In April 2016, CMS officially rolled out a new payment model that, in large part, opened the door for the increased availability of telehealth therapy. The Comprehensive Care for Joint Replacement (CJR) model created a bundled payment program for knee and hip replacements. This makes the hospital in which the procedure—including post-surgery rehab—takes place accountable for the quality and costs of the full care episode. This includes services rendered up to 90 days after discharge. So, how does telehealth therapy fall into this picture? Well, the introduction of CJR also relaxed the rules regarding originating site requirements, meaning providers are now given carte blanche to perform post-operative care via telehealth from any location, including the patient’s home. “Any service on the list of Medicare-approved telehealth services could be furnished to a (patient), regardless of (his or her) geographic location,” states this CMS final rule. That’s a pretty important development. As this mHealthIntelligence article explains, it’s also “the first step in establishing telehealth as the standard of care for all post-discharge programs, not just those focused on knee and hip replacements.” And while CJR helped pave the way for telehealth therapy, some pending legislation could potentially widen its scope even more.

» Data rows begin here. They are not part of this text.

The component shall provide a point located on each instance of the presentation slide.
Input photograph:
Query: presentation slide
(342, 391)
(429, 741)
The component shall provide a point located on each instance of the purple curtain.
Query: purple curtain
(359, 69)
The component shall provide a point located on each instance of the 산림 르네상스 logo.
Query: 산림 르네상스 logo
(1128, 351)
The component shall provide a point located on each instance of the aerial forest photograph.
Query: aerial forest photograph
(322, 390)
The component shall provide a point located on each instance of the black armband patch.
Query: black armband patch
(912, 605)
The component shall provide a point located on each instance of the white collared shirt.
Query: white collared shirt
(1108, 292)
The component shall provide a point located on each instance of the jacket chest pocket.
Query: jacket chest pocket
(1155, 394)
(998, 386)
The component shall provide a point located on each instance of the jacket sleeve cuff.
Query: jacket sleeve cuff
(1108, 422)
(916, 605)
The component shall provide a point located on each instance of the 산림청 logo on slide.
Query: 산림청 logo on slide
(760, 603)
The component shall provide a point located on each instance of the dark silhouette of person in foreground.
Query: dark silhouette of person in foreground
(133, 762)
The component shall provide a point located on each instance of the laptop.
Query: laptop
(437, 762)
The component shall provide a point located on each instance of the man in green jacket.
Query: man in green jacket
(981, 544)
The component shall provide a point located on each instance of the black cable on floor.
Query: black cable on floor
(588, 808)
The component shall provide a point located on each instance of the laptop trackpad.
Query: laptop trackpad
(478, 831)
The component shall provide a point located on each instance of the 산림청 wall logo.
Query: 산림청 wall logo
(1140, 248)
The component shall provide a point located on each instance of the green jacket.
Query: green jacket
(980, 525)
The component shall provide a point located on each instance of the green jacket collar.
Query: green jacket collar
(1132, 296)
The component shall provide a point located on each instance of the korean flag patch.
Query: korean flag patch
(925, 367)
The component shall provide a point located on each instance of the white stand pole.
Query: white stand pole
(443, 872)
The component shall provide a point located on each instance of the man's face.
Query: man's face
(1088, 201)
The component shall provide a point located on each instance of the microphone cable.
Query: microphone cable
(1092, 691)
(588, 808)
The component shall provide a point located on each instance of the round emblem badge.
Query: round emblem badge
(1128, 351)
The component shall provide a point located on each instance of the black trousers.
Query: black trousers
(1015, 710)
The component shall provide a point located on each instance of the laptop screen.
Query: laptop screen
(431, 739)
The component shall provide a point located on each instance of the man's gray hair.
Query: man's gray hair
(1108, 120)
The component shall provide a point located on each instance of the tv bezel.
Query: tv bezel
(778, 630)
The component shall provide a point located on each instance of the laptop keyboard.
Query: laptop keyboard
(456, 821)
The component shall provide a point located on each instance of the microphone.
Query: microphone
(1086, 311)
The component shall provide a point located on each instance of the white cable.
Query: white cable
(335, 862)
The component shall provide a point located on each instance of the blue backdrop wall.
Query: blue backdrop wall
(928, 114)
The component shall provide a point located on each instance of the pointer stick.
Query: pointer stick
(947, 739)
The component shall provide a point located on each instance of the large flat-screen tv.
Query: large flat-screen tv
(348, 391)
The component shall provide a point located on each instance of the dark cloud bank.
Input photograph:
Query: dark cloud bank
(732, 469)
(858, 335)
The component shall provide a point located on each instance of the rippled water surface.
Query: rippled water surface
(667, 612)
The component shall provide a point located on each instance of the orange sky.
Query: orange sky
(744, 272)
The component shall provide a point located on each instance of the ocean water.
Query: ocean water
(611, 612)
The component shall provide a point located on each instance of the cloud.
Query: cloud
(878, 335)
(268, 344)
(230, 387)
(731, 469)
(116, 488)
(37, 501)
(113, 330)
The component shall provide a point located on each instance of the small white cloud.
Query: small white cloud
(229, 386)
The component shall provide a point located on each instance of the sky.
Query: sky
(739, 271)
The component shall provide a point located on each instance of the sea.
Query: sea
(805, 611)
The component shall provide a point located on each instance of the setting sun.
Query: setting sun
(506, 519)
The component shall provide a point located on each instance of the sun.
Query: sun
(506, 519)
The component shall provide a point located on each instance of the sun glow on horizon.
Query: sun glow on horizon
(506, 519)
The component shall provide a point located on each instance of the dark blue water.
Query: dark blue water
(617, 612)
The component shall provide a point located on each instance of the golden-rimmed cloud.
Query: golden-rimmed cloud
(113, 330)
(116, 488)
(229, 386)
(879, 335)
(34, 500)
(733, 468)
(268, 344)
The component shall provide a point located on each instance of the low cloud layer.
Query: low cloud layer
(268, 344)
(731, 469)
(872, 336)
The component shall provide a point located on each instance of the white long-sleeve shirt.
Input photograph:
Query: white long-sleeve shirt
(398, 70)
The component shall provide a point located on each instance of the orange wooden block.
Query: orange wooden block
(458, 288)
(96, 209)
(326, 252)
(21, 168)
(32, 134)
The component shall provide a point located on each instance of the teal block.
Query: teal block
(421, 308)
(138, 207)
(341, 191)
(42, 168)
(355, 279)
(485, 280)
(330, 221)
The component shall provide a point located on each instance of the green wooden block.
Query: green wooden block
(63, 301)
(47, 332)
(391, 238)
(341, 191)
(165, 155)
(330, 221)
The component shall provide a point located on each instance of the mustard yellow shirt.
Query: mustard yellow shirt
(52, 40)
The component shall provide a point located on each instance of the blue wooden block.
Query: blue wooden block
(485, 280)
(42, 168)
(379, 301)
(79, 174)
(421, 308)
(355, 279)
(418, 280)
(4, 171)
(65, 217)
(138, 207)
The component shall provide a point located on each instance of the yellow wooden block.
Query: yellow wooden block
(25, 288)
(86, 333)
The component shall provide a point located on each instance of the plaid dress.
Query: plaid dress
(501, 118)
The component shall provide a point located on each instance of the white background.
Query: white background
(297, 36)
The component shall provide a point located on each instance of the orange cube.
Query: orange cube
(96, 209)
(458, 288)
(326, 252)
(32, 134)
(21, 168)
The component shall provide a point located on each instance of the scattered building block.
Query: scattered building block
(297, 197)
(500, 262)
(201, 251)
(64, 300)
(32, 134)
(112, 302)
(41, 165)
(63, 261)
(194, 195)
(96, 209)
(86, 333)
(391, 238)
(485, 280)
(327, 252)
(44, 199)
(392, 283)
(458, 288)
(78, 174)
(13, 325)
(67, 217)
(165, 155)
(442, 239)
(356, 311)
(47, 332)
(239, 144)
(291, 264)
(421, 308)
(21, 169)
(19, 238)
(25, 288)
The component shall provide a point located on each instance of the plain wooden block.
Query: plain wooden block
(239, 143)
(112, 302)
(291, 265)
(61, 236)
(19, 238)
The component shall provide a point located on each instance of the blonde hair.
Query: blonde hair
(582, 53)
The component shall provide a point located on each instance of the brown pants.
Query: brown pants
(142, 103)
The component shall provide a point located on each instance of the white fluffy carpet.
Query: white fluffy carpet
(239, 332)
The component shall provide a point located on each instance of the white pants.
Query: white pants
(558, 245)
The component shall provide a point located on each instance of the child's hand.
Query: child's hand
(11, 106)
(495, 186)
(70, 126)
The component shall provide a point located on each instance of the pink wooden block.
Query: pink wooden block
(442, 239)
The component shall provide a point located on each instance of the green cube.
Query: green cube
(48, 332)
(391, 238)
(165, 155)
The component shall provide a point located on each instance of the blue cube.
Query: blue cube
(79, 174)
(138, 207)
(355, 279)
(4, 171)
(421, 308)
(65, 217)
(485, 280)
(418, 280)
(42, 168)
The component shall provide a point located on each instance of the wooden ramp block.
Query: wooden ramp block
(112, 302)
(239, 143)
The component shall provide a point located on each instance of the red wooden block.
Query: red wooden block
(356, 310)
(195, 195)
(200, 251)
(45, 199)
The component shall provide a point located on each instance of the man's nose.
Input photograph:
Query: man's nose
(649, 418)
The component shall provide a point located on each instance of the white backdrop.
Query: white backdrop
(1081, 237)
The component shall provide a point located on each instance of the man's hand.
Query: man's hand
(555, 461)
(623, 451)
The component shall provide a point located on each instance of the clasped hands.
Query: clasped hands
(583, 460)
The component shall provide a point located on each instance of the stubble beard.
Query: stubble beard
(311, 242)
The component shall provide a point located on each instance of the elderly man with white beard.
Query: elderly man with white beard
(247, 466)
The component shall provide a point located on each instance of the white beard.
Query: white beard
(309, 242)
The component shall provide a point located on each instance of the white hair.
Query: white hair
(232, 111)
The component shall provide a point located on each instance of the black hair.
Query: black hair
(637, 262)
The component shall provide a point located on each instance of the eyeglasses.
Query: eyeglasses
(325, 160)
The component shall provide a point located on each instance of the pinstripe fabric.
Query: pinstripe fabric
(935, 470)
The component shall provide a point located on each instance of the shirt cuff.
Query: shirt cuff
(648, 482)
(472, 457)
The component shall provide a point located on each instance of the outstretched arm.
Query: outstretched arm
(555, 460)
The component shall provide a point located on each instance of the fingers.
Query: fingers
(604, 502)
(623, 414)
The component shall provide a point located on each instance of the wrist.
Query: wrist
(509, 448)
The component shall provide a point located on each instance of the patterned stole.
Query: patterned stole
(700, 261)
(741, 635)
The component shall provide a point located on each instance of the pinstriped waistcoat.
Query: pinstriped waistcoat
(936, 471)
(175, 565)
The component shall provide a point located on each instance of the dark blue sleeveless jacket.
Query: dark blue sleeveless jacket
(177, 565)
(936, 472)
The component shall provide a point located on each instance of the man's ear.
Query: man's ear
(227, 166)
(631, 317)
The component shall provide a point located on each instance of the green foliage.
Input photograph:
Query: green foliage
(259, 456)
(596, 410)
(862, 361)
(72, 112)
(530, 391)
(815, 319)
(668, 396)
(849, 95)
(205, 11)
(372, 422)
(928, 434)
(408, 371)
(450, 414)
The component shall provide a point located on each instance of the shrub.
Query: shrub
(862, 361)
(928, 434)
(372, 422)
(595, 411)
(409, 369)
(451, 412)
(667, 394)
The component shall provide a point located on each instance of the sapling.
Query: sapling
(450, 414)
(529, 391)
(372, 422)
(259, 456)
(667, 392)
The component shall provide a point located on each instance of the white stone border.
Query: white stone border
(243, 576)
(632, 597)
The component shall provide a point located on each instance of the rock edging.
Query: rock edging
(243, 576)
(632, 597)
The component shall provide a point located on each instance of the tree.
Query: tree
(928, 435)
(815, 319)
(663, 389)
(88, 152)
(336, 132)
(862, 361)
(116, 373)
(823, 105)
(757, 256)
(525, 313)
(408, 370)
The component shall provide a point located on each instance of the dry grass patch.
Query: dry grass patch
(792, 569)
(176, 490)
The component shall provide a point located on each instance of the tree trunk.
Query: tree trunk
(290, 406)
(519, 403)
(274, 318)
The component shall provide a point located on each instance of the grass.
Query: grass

Keeping the Ball Rolling on Telehealth Legislation

The Telemedicine Parity Act of 2015

Rehab therapy leaders are no doubt keeping a watchful eye on this piece of legislation, which would open the door for more providers (including PTs, OTs, and SLPs) to perform telehealth therapy. Additionally, this bill, if passed, would expand the coverage area for telehealth to include both rural and urban settings.

The TELE-MED Act of 2015

If passed, this bill would allow specific licensed Medicare providers to offer telehealth therapy services to Medicare patients who live in different states, even if a provider isn’t licensed in the state that a particular patient calls home. However, those services must be performed by participating physicians or practitioners (more on that here).

It’s safe to say that telehealth is the future of rehab therapy care delivery—and that its demand and scope will only continue to grow. That’s exactly why the rehab therapy industry must be ardent in its push for the enactment of pro-rehab telehealth policy; otherwise, therapists risk losing out on a huge potential revenue source. Let’s face it: technology is the new frontier in health care—and, in a value-based system, providers should be looking to empower patients with more choices to reach their treatment goals.